O Sr. Eduardo Suplicy - V. Exª me permite um aparte, Senador Humberto Lucena.

O SR. HUMBERTO LUCENA - Pois não, Senador Eduardo Suplicy.

O Sr. Eduardo Suplicy - Senador Humberto Lucena, faço este aparte ao pronunciamento de V. Exª para apoiar sua sugestão no sentido de que o Brasil estabeleça relações diplomáticas com a República Popular Democrática da Coréia, porque não há sentido algum para a história da diplomacia recente brasileira que ainda não tenhamos tomado esse passo. Tem sido, inclusive, demonstrado, na história das relações entre países, que aquilo que mais permite um país poder repensar suas próprias atitudes e, eventualmente, posicionamentos políticos ou até internos que venham a ser objeto de eventual discordância, nada melhor do que se estabelecer relações diplomáticas, culturais, comerciais para que haja interação dos povos de ambos os países, no sentido de se compreender melhor o que se passa no mundo. O governo norte-americano, quando era Presidente Richard Nixon, iniciou a denominada "diplomacia pingue-pongue" e, por mais de um ano, foram mantidos diversos contatos e pouco depois foram estabelecidas relações diplomáticas com a República Popular da China. Tenho certeza de que em nenhum momento o governo norte-americano se arrependeu de ter dado esse passo. São muitos os outros exemplos. O próprio Brasil, que aos poucos foi restabelecendo relações diplomáticas com os países da órbita socialista, há tempo deixou inteiramente de lado qualquer barreira com respeito a isso. De sorte que constitui algo muito estranho permanecer o não-estabelecimento de relações diplomáticas com a República Popular Democrática da Coréia. Avalio como importante que a sugestão de V. Exª seja acatada pelo Governo brasileiro.

O SR. HUMBERTO LUCENA - Muito obrigado, nobre Senador Eduardo Suplicy. Acredito que talvez a Coréia do Norte seja o único país do mundo com o qual o Brasil ainda não tem relações diplomáticas.

Recentemente, tivemos aqui em Brasília a visita de uma delegação da Coréia do Norte, voltada mais para as relações comerciais. Na época, como Presidente do Senado, tive a oportunidade de conseguir do então Senador Albano Franco, que era também Presidente da Confederação Nacional da Indústria, um almoço para essa delegação na sede daquela entidade, em Brasília, quando tivemos oportunidade de ouvir os pleitos dos norte-coreanos a respeito das relações comerciais, culturais e sobretudo diplomáticas com o Brasil.

Acredito que todos nós temos a nítida consciência de que o Brasil, sobretudo na época de hoje, em que estamos perto do terceiro milênio, não podemos nos dar ao luxo de nos manter sem relações diplomáticas com algum país do mundo, como é o caso da Coréia do Norte.

Ao encerrar, Sr.
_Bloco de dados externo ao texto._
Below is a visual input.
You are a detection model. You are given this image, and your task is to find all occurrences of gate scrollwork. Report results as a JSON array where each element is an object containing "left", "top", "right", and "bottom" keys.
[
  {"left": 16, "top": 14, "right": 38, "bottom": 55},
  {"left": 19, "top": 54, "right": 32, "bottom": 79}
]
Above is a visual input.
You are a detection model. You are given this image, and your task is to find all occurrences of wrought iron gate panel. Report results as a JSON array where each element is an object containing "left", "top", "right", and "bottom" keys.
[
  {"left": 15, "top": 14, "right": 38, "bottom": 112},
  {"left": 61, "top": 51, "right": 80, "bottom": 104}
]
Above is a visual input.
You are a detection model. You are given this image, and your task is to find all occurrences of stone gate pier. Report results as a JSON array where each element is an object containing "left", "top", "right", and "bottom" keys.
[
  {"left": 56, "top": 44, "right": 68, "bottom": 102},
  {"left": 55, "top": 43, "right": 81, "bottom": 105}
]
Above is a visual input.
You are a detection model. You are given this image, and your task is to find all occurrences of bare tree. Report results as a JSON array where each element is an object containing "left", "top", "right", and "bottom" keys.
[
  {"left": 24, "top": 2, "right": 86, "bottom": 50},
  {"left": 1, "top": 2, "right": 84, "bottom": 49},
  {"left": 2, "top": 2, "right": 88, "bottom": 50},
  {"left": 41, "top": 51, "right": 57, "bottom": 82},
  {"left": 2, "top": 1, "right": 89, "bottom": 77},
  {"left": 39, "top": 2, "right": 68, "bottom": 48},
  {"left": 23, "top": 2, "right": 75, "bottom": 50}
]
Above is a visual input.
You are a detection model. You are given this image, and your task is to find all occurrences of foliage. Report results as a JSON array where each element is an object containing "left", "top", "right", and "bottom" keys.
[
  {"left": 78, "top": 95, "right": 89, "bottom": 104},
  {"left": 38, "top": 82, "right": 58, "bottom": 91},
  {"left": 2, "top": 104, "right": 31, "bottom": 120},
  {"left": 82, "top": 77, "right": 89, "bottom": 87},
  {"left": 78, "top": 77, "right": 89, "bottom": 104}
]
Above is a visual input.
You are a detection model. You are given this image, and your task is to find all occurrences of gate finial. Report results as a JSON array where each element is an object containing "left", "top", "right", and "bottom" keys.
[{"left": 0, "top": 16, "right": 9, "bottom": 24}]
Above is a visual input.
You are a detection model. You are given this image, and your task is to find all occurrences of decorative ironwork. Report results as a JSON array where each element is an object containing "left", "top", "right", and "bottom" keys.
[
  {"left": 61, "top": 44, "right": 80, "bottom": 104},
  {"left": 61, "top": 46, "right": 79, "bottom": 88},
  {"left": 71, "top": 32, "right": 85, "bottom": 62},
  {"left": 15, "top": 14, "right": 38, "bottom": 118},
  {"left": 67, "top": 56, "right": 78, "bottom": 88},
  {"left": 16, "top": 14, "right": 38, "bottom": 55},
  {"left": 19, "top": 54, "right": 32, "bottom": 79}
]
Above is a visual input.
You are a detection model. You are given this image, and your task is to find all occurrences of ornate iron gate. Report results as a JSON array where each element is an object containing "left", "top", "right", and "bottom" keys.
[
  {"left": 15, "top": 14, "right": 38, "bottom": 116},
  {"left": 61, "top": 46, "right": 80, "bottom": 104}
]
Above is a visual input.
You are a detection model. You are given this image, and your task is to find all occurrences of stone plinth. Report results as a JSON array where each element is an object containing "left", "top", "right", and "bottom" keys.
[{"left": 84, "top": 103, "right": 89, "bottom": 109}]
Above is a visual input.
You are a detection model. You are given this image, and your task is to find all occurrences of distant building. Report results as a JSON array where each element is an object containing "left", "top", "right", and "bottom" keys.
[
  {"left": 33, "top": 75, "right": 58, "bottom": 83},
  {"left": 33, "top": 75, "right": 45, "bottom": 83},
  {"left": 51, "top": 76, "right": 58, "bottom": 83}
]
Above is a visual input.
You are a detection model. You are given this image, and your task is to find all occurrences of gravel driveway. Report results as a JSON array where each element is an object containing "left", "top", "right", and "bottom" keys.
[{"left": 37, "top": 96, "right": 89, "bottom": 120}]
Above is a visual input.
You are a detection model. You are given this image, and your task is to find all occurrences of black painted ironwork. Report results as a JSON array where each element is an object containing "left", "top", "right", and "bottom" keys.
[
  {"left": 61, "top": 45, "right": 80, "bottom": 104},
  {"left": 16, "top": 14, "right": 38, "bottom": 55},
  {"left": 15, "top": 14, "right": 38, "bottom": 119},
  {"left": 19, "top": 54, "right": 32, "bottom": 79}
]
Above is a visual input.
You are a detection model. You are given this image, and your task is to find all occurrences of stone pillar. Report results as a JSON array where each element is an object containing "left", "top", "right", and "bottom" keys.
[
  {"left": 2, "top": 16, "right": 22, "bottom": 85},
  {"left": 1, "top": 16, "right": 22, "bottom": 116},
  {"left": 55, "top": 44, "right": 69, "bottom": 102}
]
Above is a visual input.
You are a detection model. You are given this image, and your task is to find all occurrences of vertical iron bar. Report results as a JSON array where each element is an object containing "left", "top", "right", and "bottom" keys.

Presidente, quero lembrar que, ao final do meu mandato como Presidente do Senado, recebi do Sr. Embaixador da Coréia do Norte no Peru, que cuida dos interesses daquele país no Brasil, por enquanto, vez que não temos relações diplomáticas, um convite para que fosse àquele país uma delegação parlamentar brasileira. Acredito que o Presidente José Sarney, oportunamente, haverá de acolher esse convite e designar uma comissão de parlamentares para ir até à Coréia do Norte como uma demonstração de que estamos realmente interessados em reatar as nossas relações com aquele país asiático.

Era o que eu tinha a dizer. Muito obrigado. Sr. Presidente.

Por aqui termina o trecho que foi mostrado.